California man indicted for bringing a kilo of methamphetamine to Cleveland
A federal grand jury returned a two-count indictment charging a California man with trafficking methamphetamine, said Carole S. Rendon, Acting U.S. Attorney for the Northern District of Ohio, and U.S. Drug Enforcement Administration Special Agent in Charge Timothy J. Plancon.
George Schepp, 53, brought in more than one kilogram of methamphetamine for distribution in the Cleveland area in April. Based on the methamphetamine’s purity, Schepp trafficked into Cleveland at least 10,000 doses of methamphetamine.
Metroparks rangers seized methamphetamine, cocaine, ecstasy, LSD, GHB and marijuana during a traffic stop earlier this year. That led to information that Schepp regularly brings two to three pounds of methamphetamine to Cleveland from the Los Angeles area.
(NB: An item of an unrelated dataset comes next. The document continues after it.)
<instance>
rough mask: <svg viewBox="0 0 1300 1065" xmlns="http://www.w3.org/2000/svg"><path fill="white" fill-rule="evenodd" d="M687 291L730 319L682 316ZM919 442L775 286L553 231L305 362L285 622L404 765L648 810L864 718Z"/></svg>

Schepp normally drove the methamphetamine to Cleveland but sometimes flew it in, according to court documents.
Schepp was arrested on April 10 at the baggage claim area at Cleveland Hopkins Airport. This happened after a drug dog alerted to the presence of narcotics on Schepp’s suitcase, according to court documents.
“This defendant brought drugs worth tens of thousands of dollars into our community from California,” Rendon said. “The law enforcement agents who worked this case should be credited for turning routine police work into a major drug bust.”
Plancon said: “Methamphetamine is a dangerous and addictive drug. Thanks to good investigative work and cooperation between our law enforcement partners, we have successfully halted this individual from regularly importing large amounts of this addictive drug into Ohio to be distributed and ultimately consumed.”
“We are pleased to have launched an investigation, and worked side-by-side with our law enforcement partners at the DEA, to help disrupt the supply of methamphetamine to Greater Cleveland,” said Chief Daniel J. Veloski of the Cleveland Metroparks Rangers. “Through collaborative efforts such as this, we are able to significantly curtail drug trafficking and safeguard our communities.”
Assistant U.S. Attorney Matt Cronin is prosecuting the case following an investigation by the Drug Enforcement Administration, the Cleveland Metroparks Ranger Department and the Lakewood Police Department.
If convicted, the defendant’s sentence will be determined by the court after review of factors unique to this case, including the defendant’s prior criminal record, if any, the defendant’s role in the offense, and the characteristics of the violation. In all cases, the sentence will not exceed the statutory maximum. In most cases, it will be less than the maximum.
An indictment is only a charge and is not evidence of guilt. A defendant is entitled to a fair trial, in which it will be the government’s burden to prove guilt beyond a reasonable doubt.